Work

Jobless after ending his National Service, r.p. became a salesman, and this is an account, of the several years he spent in this work, Married, with a young daughter, the 34-year-old author is now head of the sociological department of a London teachers training college.

The salesman serves as a Janus-faced stereotype, for he is seen as both the victim and the hired assassin of the capitalist ethos. As the matron of a girls’ approved school once sadly remarked to me, ‘Desire is on the increase’. The salesman’s economic function is just that—to keep the public wanting a little bit more than they have a little more quickly than they need it. Many left-wingers view the desire for material possessions in much the same light as puritans view the desire for early sex experience. Their comments on hire purchase and pre-marital intercourse are virtually interchangeable.

Selling was my first full-time job. I began thinking seriously about work two months before the end of National Service. I had left grammar school in 1950 with the usual three ‘A’ levels.

On the surface I could always give the impression of being in command of my destiny. Like many other working-class boys of my generation with a grammar-school education, I had learned how to survive by adapting superficially to any given situation. This skill was invaluable in the army. I was ‘referred for three months’ in my first attempt to get to Cadet School on the grounds that I lacked a sense of humour. The next time round I showed a little more levity and went through Eton Hall as one of two grammar school boys in a draft of 40 public school recruits. Thus I reached the brink of employment having been trained as a leader of men, first at school and then in the army.
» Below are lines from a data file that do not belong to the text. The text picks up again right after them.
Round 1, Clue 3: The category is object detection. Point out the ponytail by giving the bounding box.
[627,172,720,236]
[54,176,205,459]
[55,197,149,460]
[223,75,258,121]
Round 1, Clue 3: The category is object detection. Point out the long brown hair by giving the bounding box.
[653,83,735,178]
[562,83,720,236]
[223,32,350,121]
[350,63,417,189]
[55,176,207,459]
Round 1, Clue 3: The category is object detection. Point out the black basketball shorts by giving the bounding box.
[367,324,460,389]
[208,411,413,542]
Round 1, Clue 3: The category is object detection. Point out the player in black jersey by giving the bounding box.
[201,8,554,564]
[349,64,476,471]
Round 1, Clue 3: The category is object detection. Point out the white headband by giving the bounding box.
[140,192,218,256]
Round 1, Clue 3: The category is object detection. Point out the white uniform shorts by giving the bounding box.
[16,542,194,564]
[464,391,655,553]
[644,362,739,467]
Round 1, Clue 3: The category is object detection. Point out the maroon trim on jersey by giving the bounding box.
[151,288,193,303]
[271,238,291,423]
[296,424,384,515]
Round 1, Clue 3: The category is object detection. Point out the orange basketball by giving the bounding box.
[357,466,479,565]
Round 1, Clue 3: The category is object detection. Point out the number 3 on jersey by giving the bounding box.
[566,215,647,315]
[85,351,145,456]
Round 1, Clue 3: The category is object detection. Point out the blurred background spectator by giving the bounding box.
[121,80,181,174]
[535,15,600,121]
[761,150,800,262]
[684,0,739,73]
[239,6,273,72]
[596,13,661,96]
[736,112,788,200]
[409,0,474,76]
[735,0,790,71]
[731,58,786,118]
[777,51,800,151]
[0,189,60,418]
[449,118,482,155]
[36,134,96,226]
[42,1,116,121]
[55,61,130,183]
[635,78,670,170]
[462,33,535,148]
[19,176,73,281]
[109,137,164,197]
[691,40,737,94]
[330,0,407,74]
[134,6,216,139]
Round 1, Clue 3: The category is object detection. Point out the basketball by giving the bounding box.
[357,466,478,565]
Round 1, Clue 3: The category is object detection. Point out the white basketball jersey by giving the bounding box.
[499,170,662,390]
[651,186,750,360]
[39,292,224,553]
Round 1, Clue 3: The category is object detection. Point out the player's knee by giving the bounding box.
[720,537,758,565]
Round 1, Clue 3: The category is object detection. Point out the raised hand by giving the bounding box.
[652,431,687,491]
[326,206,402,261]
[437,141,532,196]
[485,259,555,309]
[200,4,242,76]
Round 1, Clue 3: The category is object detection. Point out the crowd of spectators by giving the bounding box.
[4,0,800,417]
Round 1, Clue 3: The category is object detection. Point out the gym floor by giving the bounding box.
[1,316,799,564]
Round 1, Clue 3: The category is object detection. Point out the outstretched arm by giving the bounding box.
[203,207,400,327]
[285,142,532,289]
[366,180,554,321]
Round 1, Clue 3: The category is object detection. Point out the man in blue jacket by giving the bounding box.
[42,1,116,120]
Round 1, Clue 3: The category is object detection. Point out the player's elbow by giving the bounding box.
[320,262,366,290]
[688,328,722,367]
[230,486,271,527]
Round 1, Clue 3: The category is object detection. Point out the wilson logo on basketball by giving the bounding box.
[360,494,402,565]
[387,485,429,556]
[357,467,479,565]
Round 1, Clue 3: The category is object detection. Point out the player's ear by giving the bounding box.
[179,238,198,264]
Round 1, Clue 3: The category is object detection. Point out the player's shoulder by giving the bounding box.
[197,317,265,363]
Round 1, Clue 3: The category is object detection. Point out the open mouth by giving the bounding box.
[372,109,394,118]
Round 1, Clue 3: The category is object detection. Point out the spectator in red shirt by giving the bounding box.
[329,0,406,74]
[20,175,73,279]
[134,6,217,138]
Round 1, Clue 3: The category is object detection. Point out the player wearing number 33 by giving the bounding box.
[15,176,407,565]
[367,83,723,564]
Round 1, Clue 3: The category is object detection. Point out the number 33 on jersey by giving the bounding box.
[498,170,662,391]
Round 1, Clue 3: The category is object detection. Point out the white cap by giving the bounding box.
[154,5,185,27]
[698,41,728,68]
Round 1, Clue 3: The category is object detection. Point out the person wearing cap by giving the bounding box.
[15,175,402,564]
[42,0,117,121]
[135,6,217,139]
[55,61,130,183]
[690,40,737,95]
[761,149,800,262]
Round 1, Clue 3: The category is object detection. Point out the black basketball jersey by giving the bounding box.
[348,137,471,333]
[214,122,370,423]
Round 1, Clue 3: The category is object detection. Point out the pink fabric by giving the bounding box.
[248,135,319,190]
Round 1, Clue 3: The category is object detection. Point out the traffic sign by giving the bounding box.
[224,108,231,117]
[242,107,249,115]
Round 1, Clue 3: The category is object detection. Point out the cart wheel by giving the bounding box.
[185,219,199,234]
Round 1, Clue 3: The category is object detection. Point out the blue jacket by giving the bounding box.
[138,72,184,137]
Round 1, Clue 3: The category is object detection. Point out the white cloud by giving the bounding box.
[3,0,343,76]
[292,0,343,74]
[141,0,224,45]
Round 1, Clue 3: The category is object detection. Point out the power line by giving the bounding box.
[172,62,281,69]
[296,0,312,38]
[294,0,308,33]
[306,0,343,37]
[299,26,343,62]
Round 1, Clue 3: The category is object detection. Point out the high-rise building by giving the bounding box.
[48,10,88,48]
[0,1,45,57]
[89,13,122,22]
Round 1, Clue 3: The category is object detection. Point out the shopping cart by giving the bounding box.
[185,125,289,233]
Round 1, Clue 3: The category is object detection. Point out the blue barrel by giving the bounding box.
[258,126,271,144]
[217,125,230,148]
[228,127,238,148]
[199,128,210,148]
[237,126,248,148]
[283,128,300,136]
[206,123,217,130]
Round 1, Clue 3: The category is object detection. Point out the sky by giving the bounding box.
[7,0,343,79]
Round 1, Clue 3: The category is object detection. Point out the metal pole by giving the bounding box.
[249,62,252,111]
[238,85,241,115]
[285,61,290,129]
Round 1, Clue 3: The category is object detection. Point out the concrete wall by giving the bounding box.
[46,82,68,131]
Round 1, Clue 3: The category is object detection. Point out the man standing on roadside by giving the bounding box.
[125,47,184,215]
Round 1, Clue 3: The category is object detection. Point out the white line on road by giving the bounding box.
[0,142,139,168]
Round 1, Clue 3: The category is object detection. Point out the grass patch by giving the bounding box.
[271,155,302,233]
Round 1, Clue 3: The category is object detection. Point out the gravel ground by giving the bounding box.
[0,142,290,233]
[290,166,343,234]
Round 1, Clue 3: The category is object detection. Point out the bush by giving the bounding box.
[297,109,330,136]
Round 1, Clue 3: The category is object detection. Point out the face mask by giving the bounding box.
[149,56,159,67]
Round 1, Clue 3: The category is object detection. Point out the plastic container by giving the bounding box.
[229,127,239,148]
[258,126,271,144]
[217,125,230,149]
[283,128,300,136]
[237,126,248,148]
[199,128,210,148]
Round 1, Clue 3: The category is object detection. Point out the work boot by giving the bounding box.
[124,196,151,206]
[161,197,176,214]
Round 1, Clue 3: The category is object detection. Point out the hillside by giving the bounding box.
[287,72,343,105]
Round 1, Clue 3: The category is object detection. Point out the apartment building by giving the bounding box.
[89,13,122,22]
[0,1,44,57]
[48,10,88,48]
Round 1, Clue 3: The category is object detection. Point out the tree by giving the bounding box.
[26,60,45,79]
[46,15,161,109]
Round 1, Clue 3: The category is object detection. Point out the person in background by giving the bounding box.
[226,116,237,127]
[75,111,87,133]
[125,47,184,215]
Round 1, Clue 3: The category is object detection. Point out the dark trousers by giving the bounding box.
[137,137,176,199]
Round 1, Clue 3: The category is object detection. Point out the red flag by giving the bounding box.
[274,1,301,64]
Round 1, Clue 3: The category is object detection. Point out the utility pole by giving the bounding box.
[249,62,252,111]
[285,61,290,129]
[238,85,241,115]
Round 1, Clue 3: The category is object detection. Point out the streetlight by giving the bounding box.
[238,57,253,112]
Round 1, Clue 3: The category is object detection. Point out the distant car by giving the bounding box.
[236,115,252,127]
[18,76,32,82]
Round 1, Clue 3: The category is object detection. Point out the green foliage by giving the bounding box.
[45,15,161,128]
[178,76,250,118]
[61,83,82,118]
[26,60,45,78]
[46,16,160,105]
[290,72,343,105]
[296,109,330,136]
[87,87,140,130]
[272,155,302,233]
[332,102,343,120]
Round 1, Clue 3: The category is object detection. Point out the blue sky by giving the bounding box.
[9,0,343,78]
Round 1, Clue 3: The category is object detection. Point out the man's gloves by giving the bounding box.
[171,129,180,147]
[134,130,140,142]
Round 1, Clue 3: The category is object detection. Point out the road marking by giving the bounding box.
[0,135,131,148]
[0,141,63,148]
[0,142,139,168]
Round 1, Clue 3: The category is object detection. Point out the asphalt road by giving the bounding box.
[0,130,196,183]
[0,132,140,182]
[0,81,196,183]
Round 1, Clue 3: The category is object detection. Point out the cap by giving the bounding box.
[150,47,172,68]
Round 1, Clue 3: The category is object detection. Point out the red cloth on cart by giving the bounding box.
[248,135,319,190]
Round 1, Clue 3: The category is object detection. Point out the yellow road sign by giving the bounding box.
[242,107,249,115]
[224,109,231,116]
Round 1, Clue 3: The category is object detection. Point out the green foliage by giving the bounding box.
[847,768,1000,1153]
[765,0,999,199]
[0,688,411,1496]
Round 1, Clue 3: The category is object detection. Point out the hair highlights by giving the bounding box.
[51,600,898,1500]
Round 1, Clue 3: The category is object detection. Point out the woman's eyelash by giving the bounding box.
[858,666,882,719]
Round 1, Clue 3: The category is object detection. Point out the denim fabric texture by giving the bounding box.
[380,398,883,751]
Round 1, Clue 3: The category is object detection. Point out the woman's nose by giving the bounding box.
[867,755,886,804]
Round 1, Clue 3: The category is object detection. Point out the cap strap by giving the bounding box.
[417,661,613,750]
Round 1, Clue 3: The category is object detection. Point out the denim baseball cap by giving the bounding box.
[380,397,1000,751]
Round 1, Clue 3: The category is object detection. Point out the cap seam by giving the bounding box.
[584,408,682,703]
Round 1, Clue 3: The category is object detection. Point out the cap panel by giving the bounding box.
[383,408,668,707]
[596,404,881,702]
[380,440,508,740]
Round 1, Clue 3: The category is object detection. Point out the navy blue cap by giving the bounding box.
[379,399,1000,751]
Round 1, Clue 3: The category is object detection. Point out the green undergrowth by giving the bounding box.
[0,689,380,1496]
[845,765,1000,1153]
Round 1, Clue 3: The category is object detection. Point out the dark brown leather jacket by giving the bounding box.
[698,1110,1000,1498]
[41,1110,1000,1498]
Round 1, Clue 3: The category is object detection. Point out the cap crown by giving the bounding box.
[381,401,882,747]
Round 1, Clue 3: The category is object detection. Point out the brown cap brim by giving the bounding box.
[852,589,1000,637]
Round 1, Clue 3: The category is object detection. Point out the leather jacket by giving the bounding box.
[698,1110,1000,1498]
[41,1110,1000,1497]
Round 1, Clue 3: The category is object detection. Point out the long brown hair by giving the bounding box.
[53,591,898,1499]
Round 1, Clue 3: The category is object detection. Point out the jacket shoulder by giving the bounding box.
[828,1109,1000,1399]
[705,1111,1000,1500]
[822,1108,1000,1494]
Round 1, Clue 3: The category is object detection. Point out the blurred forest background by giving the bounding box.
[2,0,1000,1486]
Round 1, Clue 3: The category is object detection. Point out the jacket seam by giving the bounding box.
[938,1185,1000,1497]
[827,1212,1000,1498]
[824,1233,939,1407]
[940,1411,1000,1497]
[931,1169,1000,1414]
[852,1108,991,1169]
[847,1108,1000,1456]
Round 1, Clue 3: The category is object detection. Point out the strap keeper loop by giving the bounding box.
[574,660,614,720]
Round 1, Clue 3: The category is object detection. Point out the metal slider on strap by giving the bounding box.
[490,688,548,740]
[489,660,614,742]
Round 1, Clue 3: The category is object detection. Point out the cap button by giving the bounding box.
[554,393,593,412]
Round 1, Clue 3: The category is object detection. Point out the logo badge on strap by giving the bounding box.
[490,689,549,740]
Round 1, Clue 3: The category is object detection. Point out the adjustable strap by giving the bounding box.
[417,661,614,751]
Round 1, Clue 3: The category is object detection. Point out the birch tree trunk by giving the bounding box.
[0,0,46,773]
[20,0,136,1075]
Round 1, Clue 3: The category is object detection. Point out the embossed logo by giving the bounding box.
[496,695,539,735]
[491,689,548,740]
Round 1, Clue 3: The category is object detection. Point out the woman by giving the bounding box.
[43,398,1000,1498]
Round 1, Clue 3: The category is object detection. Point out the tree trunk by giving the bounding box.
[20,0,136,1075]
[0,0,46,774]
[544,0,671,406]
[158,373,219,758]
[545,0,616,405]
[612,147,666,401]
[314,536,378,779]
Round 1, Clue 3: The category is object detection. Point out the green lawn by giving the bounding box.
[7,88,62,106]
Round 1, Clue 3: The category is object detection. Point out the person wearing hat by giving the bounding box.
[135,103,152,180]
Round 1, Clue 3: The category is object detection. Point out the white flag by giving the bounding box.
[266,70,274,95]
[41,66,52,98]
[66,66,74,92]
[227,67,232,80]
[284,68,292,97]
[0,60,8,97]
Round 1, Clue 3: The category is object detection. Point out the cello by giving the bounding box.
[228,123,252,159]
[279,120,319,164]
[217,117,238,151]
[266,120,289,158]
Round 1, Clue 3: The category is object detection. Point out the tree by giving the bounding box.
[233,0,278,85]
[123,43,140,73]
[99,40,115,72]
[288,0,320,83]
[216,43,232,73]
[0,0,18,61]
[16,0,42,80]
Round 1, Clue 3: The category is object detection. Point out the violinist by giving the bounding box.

At 22 I was suddenly aware that life had run out of sports teams and platoons.

This harsh reappraisal of my personal and occupational status was completed by a brother officer who suggested in the Mess one night that he knew the very job for me—‘A car salesman—with your bloody gift of the gab you couldn’t miss. I can see you now, leaning on the old Lagondas in a Warren Street showroom. Second-hand, of course—more scope.’

For three months after demobilization I lived on my last army cheque in a state of vocational limbo. I finally decided that I should get a move-on and went to a private employment agency in the City. After I had given my particulars to the agent, he stood up and jubilantly announced, ‘I’ve got just the job for you! Salesman. I knew it the minute you came through that door.’